Effect of forage particle size on hindgut fermentation and the fecal bacterial community. Evaluation of fecal microbiota in Holstein dairy cows

Organic cattle farming encourages forage-rich diets, and the reduction of particle size has been suggested as a tool to improve forage utilization and enhance nutrient intake of cows. However, reducing forage particle size increases passage rate and the flow of potentially fermentable nutrients out of the rumen, and the consequences for hindgut fermentation have not been evaluated yet. This study evaluated the effects of decreasing dietary forage particle size on fecal pH and short chain fatty acids (SCFA), and the bacterial community of dairy cows fed forage-based rations. Twenty-one organically fed lactating Holstein cows (4 primiparous and 17 multiparous; mean and SD, 703 ± 65 kg BW and 135 ± 104 DIM) were divided in two groups and were fed 1 of 2 diets for 34 d. Diets were 20% concentrate and 80% forage, either as a control diet with a forage mean geometrical particle size of 52 mm (LONG; 11 cows), or a diet with the forage particle size reduced to mean geometrical size of 7 mm (SHORT; 10 cows). Fecal samples were collected every 8 h within the last 3 d of the experiment, fecal pH was immediately measured, and subsamples were frozen at -20 °C. Samples were analyzed for SCFA, and the fecal bacterial community was evaluated using a 16S rRNA sequencing. Data showed a reduced fecal pH (7.25 vs. 7.16 ± 0.025) for cows consuming SHORT. While the concentration of total SCFA was not affected, the proportion of propionate –a key glycogenic precursor in cattle- tended to be greater for SHORT (13.3 and 13.7 ± 0.17%, respectively).
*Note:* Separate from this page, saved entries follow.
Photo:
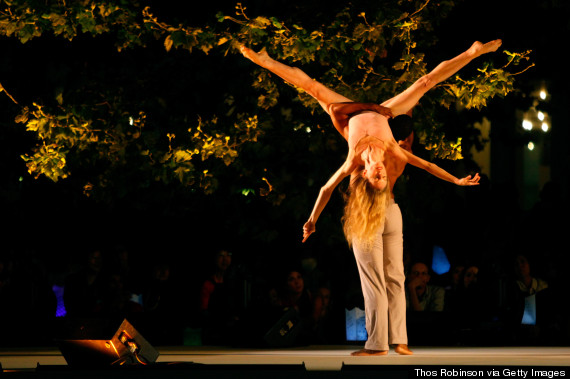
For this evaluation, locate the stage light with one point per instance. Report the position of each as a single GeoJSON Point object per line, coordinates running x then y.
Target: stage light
{"type": "Point", "coordinates": [527, 125]}
{"type": "Point", "coordinates": [440, 264]}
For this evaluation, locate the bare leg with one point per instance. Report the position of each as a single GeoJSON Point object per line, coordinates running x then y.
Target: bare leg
{"type": "Point", "coordinates": [403, 350]}
{"type": "Point", "coordinates": [406, 100]}
{"type": "Point", "coordinates": [296, 77]}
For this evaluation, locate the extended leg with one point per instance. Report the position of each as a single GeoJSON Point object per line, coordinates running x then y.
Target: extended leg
{"type": "Point", "coordinates": [295, 76]}
{"type": "Point", "coordinates": [406, 100]}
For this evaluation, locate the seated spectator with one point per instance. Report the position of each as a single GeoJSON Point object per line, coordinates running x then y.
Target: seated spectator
{"type": "Point", "coordinates": [531, 316]}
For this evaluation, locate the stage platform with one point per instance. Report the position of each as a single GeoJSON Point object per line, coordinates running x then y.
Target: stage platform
{"type": "Point", "coordinates": [295, 361]}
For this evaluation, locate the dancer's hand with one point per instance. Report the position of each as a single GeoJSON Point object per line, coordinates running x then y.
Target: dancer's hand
{"type": "Point", "coordinates": [384, 111]}
{"type": "Point", "coordinates": [308, 229]}
{"type": "Point", "coordinates": [469, 181]}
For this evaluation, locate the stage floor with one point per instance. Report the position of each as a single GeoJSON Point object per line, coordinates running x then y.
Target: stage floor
{"type": "Point", "coordinates": [321, 358]}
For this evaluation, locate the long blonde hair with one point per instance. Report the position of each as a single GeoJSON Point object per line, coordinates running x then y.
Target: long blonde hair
{"type": "Point", "coordinates": [364, 210]}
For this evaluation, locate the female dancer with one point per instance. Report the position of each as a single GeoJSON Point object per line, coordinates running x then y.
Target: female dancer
{"type": "Point", "coordinates": [372, 220]}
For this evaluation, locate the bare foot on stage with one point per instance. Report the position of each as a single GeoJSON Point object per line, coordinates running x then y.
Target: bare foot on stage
{"type": "Point", "coordinates": [367, 353]}
{"type": "Point", "coordinates": [260, 58]}
{"type": "Point", "coordinates": [403, 350]}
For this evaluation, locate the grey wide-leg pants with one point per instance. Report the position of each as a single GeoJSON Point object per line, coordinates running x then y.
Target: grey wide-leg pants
{"type": "Point", "coordinates": [381, 268]}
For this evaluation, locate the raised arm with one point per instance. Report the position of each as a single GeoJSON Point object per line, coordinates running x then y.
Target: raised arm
{"type": "Point", "coordinates": [325, 194]}
{"type": "Point", "coordinates": [404, 101]}
{"type": "Point", "coordinates": [399, 153]}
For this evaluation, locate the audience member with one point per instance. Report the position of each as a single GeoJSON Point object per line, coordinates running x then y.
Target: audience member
{"type": "Point", "coordinates": [425, 304]}
{"type": "Point", "coordinates": [83, 289]}
{"type": "Point", "coordinates": [531, 315]}
{"type": "Point", "coordinates": [422, 296]}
The predominant bacterial phyla including Firmicutes (58.0 ± 0.75%), Bacteroidetes (26.8 ± 0.42%), and Verrucomicrobia (4.0 ± 0.42%) were not affected by particle size. Family Lachnospiraceae increased in relative abundance when SHORT diet was fed (12.1 and 13.9 ± 0.59%); genera Acetitomaculum (1.1 and 1.8 ± 0.19%), Turicibacter (0.7 and 0.9 ± 0.07%), and Ruminobacter (0.1 and 0.4 ± 0.09%) increased in relative abundance when SHORT was fed (LONG and SHORT, respectively). Relative abundance of some bacterial taxa was correlated with major SCFA. In conclusion, reducing the particle size of forage-rich diets resulted in minimal drop of the fecal pH, but tended to enhance propionate with favorable modulation of bacterial communities. Thus, reduction of forage particle size represents an effective approach to optimize forage utilization while maintaining hindgut fermentation and fecal bacterial diversity in dairy cows fed forage-rich diets.